My approch may be old school and uses cloaking as an option come solution. Now if somebody or 3rd party masks themselves as a Googlebot they will fail during the scripts robot validation so will be redirected to the main domain via php. This also ties Google from exposing my robots file..

1) As first step you need to add these lines to your .htaccess file, or if you don't have, create one and upload it to the root domain folder.

RewriteEngine On
RewriteCond %{http_user_agent} !(googlebot|Msnbot|Slurp) [NC]
RewriteRule ^robots\.txt$ http://www.YOURSITE.com/ [R,NE,L]
AddHandler application/x-httpd-php .txt


2) Open a text editor or your favourite web editor application and insert the code below into a new file save as reversedns.php and upload it to your root folder.

<?php
$ua = $_SERVER['HTTP_USER_AGENT'];
if(stristr($ua, 'msnbot') || stristr($ua, 'Googlebot') || stristr($ua, 'Yahoo Slurp')){
$ip = $_SERVER['REMOTE_ADDR'];
$hostname = gethostbyaddr($ip);
if(!preg_match("/\.googlebot\.com$/", $hostname) &&!preg_match("/search\.live\.com$/", $hostname) &&!preg_match("/crawl\.yahoo\.net$/", $hostname)) {
$block = TRUE;
$URL="/";
header ("Location: $URL");
exit;
} else {
$real_ip = gethostbyname($hostname);
if($ip!= $real_ip){
$block = TRUE;
$URL="/";
header ("Location: $URL");
exit;
} else {
$block = FALSE;
}
}
}
?>


3) And as the last step to to open the robots.txt file you would like to protect and insert the code below to the first line.

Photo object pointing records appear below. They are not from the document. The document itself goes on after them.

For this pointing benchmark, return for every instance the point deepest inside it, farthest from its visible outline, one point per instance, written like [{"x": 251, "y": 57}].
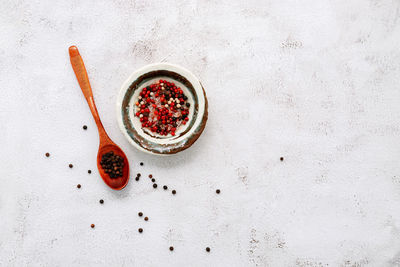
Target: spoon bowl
[
  {"x": 106, "y": 144},
  {"x": 114, "y": 183}
]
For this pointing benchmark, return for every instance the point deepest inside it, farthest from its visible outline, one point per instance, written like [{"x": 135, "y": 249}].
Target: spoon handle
[{"x": 83, "y": 80}]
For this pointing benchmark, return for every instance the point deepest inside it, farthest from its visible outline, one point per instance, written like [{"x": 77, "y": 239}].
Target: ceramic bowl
[{"x": 185, "y": 135}]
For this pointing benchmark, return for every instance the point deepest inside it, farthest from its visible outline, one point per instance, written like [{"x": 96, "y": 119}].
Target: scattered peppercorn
[{"x": 112, "y": 164}]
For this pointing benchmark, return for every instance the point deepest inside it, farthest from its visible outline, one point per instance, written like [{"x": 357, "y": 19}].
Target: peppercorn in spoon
[{"x": 111, "y": 160}]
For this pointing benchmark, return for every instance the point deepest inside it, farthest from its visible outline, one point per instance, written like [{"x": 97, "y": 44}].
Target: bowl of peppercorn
[{"x": 162, "y": 109}]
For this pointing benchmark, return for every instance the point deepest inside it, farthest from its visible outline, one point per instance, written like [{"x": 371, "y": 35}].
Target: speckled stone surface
[{"x": 316, "y": 82}]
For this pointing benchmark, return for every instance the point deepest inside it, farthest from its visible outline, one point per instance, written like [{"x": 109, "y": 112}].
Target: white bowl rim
[{"x": 162, "y": 66}]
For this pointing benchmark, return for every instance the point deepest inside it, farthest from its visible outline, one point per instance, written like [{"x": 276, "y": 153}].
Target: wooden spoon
[{"x": 106, "y": 145}]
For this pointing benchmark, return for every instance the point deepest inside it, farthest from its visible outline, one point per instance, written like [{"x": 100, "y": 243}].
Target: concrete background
[{"x": 316, "y": 82}]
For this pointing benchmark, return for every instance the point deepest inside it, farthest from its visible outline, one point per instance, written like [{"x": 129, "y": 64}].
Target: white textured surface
[{"x": 314, "y": 81}]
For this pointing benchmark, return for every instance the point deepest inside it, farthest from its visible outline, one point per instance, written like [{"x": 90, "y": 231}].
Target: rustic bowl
[{"x": 130, "y": 125}]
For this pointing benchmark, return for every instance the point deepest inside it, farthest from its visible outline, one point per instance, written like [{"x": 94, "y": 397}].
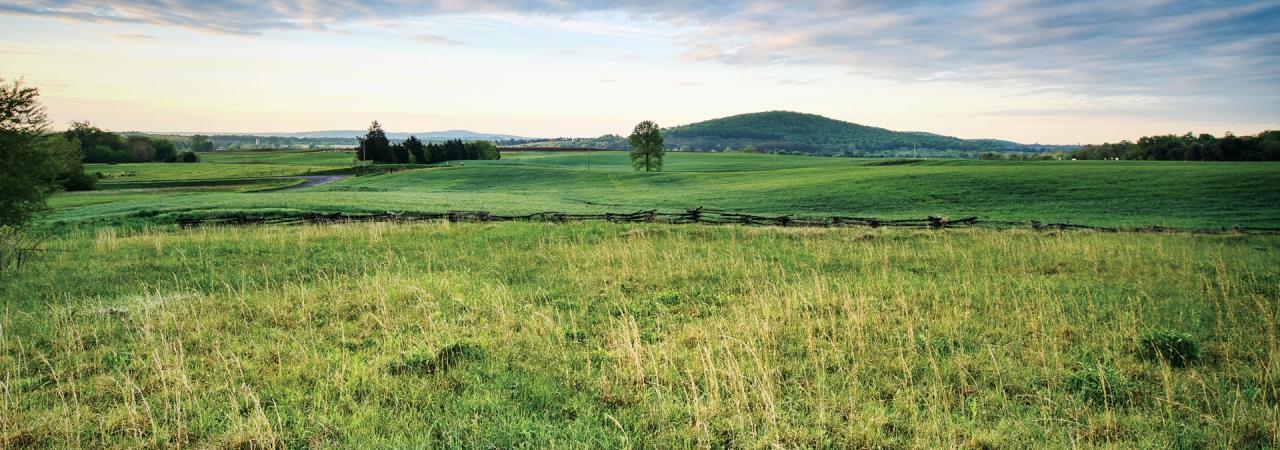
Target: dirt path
[{"x": 312, "y": 180}]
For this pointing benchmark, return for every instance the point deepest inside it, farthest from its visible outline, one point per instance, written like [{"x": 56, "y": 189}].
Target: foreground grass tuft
[
  {"x": 419, "y": 362},
  {"x": 1175, "y": 348}
]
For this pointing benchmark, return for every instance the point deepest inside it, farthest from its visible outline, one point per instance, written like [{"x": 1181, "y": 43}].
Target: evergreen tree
[
  {"x": 375, "y": 146},
  {"x": 416, "y": 150},
  {"x": 400, "y": 154},
  {"x": 434, "y": 152}
]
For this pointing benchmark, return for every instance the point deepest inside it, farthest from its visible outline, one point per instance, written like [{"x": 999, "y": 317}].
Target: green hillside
[{"x": 805, "y": 133}]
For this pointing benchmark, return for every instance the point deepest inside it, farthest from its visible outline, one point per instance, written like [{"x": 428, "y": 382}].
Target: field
[
  {"x": 133, "y": 333},
  {"x": 615, "y": 335},
  {"x": 1192, "y": 194}
]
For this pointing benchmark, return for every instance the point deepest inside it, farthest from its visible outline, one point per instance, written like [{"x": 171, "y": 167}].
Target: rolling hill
[{"x": 808, "y": 133}]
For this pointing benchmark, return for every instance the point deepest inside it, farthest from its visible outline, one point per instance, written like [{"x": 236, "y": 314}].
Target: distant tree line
[
  {"x": 103, "y": 146},
  {"x": 1205, "y": 147},
  {"x": 374, "y": 146}
]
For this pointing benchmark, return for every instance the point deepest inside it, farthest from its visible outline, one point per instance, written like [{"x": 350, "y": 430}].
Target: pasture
[
  {"x": 588, "y": 335},
  {"x": 129, "y": 331},
  {"x": 1187, "y": 194}
]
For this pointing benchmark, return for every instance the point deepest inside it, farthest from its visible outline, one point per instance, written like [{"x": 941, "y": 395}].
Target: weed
[{"x": 1176, "y": 349}]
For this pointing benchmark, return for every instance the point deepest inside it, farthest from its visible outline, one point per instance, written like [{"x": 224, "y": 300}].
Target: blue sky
[{"x": 1051, "y": 72}]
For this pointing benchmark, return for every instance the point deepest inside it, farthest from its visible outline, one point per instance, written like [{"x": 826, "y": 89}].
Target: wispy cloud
[
  {"x": 1229, "y": 47},
  {"x": 437, "y": 40},
  {"x": 135, "y": 37}
]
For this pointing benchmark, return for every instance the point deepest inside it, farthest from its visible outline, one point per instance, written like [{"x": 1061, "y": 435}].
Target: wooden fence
[{"x": 691, "y": 216}]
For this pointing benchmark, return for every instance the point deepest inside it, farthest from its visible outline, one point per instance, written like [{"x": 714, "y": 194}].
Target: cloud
[
  {"x": 435, "y": 40},
  {"x": 1194, "y": 47},
  {"x": 135, "y": 37}
]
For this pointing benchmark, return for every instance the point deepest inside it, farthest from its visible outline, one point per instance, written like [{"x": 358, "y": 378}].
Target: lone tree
[
  {"x": 32, "y": 164},
  {"x": 647, "y": 148},
  {"x": 416, "y": 150},
  {"x": 375, "y": 146}
]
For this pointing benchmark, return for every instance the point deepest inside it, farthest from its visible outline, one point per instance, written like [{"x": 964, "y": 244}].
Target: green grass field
[
  {"x": 128, "y": 331},
  {"x": 1191, "y": 194},
  {"x": 599, "y": 335}
]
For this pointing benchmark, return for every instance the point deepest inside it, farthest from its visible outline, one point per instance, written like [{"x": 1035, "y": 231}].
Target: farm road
[{"x": 312, "y": 180}]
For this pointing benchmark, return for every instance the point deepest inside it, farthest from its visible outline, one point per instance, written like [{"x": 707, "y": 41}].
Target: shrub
[
  {"x": 1176, "y": 349},
  {"x": 1098, "y": 384},
  {"x": 421, "y": 362},
  {"x": 80, "y": 180}
]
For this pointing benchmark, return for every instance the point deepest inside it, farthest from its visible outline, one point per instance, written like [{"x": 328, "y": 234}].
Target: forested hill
[{"x": 809, "y": 133}]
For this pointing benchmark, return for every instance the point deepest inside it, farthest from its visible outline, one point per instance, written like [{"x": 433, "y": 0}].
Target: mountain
[
  {"x": 807, "y": 133},
  {"x": 425, "y": 136}
]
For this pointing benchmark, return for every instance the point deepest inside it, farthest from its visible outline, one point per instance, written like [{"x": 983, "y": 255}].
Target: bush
[
  {"x": 1176, "y": 349},
  {"x": 421, "y": 362},
  {"x": 80, "y": 180},
  {"x": 1098, "y": 384}
]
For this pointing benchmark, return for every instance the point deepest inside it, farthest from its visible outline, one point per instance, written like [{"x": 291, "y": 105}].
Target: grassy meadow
[
  {"x": 132, "y": 333},
  {"x": 589, "y": 335},
  {"x": 1187, "y": 194}
]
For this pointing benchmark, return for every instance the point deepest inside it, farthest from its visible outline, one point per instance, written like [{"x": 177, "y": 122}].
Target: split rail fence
[{"x": 691, "y": 216}]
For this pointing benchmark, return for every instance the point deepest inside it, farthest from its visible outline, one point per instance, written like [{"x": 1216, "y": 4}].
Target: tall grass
[{"x": 588, "y": 335}]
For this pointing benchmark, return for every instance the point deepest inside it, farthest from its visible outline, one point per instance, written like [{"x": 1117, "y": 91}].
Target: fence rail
[{"x": 691, "y": 216}]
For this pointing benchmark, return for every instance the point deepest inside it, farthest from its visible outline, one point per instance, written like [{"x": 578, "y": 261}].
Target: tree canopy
[
  {"x": 32, "y": 162},
  {"x": 1188, "y": 147},
  {"x": 647, "y": 148}
]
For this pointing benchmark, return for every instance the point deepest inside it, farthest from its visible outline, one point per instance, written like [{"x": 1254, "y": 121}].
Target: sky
[{"x": 1027, "y": 70}]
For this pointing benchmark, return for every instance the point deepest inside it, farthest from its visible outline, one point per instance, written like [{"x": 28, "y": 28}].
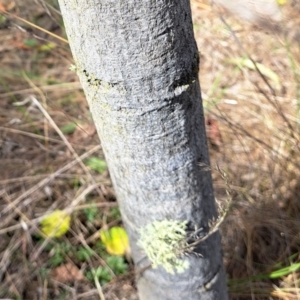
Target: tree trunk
[{"x": 138, "y": 65}]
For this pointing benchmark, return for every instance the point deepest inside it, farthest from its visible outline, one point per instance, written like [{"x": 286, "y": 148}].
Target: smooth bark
[{"x": 138, "y": 65}]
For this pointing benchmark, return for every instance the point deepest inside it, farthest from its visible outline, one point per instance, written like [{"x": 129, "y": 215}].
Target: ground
[{"x": 50, "y": 158}]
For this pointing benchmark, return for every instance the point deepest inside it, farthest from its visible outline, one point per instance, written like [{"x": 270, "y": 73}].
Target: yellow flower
[
  {"x": 115, "y": 240},
  {"x": 56, "y": 224}
]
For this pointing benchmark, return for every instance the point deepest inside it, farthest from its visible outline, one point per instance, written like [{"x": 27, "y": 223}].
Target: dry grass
[{"x": 255, "y": 141}]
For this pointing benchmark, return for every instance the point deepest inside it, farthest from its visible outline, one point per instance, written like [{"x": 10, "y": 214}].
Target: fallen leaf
[{"x": 67, "y": 273}]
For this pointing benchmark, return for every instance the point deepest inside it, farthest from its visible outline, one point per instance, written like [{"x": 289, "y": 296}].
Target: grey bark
[{"x": 138, "y": 65}]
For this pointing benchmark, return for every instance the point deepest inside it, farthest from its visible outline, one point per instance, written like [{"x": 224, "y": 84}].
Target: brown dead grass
[{"x": 256, "y": 143}]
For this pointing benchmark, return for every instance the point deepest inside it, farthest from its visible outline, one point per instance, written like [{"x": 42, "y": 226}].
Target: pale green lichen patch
[{"x": 163, "y": 242}]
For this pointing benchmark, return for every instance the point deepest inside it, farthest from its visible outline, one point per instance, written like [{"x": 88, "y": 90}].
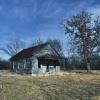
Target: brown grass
[{"x": 70, "y": 86}]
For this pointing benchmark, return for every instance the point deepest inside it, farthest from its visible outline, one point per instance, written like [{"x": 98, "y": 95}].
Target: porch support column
[{"x": 13, "y": 65}]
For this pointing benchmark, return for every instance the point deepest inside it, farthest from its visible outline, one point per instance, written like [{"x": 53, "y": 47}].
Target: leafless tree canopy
[
  {"x": 13, "y": 46},
  {"x": 84, "y": 32}
]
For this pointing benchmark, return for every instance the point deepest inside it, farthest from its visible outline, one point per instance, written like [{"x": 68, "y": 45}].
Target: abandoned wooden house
[{"x": 36, "y": 60}]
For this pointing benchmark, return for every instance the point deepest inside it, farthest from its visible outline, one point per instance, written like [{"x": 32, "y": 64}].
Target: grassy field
[{"x": 71, "y": 86}]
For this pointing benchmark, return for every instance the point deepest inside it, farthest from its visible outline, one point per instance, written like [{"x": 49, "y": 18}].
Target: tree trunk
[
  {"x": 88, "y": 66},
  {"x": 87, "y": 63}
]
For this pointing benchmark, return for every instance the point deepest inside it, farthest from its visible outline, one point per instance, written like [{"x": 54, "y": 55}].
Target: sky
[{"x": 30, "y": 19}]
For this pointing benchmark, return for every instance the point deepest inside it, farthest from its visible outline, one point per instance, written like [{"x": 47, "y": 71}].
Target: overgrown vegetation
[{"x": 68, "y": 87}]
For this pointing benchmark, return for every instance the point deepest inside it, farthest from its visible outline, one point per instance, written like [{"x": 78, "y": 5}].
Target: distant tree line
[{"x": 4, "y": 65}]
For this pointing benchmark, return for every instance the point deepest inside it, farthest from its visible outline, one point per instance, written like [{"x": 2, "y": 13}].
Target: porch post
[{"x": 13, "y": 65}]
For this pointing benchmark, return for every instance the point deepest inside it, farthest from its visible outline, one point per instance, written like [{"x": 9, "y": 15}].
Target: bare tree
[
  {"x": 84, "y": 33},
  {"x": 13, "y": 46},
  {"x": 37, "y": 42},
  {"x": 56, "y": 44}
]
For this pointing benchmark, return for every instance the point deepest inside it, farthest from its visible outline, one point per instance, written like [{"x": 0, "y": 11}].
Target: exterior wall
[
  {"x": 30, "y": 65},
  {"x": 35, "y": 65},
  {"x": 21, "y": 66}
]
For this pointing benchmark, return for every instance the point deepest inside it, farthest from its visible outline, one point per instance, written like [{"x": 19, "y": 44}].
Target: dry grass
[{"x": 71, "y": 86}]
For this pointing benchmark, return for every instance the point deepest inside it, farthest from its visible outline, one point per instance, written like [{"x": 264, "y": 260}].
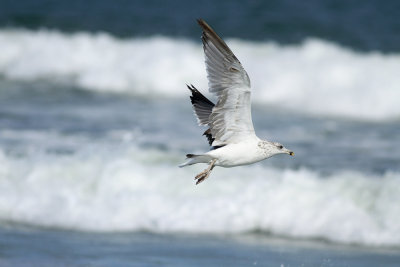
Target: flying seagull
[{"x": 230, "y": 130}]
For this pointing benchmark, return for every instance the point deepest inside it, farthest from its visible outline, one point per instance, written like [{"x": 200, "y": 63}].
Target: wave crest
[
  {"x": 316, "y": 77},
  {"x": 134, "y": 189}
]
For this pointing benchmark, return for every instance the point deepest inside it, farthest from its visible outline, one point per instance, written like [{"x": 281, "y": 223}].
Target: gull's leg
[{"x": 204, "y": 174}]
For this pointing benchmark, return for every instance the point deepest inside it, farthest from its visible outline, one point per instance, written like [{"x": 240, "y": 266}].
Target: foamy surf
[
  {"x": 315, "y": 77},
  {"x": 132, "y": 189}
]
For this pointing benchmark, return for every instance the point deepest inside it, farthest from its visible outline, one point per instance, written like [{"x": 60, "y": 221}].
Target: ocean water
[{"x": 95, "y": 118}]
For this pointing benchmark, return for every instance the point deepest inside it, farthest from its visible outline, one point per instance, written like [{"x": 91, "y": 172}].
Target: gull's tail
[{"x": 193, "y": 159}]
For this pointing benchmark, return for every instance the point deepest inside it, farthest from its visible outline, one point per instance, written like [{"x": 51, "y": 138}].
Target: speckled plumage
[{"x": 231, "y": 132}]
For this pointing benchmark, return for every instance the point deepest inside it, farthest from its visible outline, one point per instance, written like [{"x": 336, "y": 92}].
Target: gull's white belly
[{"x": 237, "y": 154}]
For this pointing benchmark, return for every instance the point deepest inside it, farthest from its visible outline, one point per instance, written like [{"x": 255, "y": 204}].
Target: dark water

<?php include("reversedns.php"); ?>

I shall monitor the result of this change and feed back. If however, YOU have an alternative version that may also acheave what I'm trying here; Do share...

Re: [Addon] Masking/Protecting robots.txt file from view

Posted: Sat Apr 21, 2012 11:28 pm
by Martin
Only one problem with that in that it will limit it's masking to anyone spoofing specific spiders but still a good way to block any attemps to circumnavigate access you might have allowed for spider bots from google, etc... to access limited content/product info.